The Futurist
by James Othmer
Famed pundit J.P. Yates the futurist is a cynical purveyor of trends and predictions to the corporations and the state, and a man who experiences an epiphany after emptying his hotel room mini bar: he’s a fake. After years of peddling insights to any group with enough cash he once spoke on successive days to a leading pesticide manufacturer and the Organic Farmers of America, receiving standing ovations from both he stuns the Futureworld conference in South Africa by committing career suicide, deriding the futility of himself and his peers, and declaring himself “founding father of the Coalition of the Clueless.” Unfortunately this sincere attempt to self-destruct leads to his career taking off: he’s more in demand than ever as a fearless truth-sayer, and is soon recruited by a shady organisation to travel the world asking why everyone hates the U.S. he ends up in Bas’ar, a war-torn fictional country in the Middle East not a million miles away from Iraq, where press-releases can’t cover up the savage anarchy…

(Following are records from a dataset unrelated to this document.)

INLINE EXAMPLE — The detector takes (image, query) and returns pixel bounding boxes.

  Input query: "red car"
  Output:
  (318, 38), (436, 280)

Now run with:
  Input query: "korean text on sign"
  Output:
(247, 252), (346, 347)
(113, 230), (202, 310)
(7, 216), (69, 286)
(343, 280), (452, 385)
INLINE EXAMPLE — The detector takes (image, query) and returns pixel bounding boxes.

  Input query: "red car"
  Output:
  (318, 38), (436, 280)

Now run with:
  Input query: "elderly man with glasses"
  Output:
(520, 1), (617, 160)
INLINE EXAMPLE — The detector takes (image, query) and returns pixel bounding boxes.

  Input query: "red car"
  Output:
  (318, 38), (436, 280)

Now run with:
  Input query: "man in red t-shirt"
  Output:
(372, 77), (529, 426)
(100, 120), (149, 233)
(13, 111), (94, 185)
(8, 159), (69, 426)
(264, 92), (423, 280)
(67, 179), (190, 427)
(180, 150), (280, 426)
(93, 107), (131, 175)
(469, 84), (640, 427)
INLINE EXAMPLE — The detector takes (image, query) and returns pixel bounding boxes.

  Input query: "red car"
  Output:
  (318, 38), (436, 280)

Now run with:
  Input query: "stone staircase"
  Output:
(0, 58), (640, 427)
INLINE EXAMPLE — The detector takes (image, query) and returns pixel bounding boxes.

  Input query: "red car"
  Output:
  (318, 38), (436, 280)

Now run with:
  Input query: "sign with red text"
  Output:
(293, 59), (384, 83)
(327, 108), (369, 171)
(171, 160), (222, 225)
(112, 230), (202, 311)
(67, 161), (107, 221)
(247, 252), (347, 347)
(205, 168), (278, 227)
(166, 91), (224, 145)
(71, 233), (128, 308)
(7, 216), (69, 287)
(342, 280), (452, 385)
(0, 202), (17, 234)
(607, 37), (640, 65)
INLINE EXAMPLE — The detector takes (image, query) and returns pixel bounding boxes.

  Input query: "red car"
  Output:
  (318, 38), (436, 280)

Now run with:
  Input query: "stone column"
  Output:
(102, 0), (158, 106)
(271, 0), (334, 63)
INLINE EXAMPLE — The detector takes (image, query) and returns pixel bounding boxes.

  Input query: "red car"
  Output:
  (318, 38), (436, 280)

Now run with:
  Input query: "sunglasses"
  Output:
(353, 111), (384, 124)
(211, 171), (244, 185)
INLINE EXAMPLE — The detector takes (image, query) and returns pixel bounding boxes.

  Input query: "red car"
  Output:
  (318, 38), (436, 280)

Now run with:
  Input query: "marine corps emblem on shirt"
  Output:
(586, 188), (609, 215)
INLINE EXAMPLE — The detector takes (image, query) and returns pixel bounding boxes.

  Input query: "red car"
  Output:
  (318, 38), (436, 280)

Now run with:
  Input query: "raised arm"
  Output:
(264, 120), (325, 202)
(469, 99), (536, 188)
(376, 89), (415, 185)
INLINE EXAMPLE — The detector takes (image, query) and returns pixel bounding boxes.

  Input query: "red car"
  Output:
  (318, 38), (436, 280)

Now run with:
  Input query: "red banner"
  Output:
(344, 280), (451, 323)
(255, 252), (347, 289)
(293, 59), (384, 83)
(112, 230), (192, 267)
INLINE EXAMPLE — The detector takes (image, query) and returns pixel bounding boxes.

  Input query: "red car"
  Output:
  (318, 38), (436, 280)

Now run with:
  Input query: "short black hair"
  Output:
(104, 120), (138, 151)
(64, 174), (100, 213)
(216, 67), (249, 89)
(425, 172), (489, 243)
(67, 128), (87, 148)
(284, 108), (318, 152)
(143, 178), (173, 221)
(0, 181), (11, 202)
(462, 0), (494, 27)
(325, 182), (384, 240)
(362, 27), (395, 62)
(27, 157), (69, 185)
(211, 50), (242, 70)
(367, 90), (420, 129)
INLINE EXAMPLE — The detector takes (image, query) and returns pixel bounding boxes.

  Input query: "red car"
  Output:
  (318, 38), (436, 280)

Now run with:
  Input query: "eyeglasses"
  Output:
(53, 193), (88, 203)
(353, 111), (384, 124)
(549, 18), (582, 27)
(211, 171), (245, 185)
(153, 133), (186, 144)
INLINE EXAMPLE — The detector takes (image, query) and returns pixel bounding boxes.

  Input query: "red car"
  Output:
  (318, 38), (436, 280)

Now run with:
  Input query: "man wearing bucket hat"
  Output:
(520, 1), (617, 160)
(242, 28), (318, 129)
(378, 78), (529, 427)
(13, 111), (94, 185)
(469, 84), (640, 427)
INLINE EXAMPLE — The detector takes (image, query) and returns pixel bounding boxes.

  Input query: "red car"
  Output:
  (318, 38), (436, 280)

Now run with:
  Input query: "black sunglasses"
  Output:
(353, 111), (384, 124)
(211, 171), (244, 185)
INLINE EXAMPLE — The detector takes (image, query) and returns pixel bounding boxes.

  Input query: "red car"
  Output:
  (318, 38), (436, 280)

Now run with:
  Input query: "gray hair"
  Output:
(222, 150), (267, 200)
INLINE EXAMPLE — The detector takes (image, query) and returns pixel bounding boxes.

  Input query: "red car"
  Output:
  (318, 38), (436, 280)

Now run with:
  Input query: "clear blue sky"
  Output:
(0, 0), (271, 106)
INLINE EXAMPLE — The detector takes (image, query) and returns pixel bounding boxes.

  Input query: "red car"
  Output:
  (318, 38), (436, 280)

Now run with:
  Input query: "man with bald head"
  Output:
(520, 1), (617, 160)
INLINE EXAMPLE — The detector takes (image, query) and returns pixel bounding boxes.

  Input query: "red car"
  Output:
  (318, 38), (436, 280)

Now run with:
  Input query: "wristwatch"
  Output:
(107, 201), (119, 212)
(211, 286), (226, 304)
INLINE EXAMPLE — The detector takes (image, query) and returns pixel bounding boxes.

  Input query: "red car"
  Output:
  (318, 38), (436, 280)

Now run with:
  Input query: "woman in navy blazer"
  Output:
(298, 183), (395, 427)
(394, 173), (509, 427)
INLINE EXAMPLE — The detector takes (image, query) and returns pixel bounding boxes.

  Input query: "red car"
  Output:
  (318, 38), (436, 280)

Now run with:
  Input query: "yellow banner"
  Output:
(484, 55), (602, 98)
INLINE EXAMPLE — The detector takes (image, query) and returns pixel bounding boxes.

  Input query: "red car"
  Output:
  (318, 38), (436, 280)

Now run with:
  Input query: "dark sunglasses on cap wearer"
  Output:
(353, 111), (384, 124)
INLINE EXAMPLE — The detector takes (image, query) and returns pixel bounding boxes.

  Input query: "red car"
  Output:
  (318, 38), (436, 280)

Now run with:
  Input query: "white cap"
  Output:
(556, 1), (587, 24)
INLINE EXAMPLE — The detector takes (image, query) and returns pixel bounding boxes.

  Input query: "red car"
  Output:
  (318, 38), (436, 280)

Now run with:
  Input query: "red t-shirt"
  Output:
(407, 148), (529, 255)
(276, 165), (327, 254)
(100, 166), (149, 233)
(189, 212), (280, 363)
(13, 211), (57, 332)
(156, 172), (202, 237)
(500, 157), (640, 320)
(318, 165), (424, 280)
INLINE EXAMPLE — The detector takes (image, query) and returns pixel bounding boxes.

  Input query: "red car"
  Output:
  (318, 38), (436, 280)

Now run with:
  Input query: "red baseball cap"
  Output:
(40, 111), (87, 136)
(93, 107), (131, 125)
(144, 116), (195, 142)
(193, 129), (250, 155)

With amusing swipes at the likes of (real-life) futurist Faith Popcorn, New York Times columnist Tom Friedman and billionaires Ted Turner and Bill Gates, this clever tale is never short of laughs, but it is also a deeply serious satire on the post-9/11 arrogance of the American government, and an investigation of the consequences of that arrogance across the world.
ISBN: 1-84688-026-2, Paperback, £10.99, 296 pp.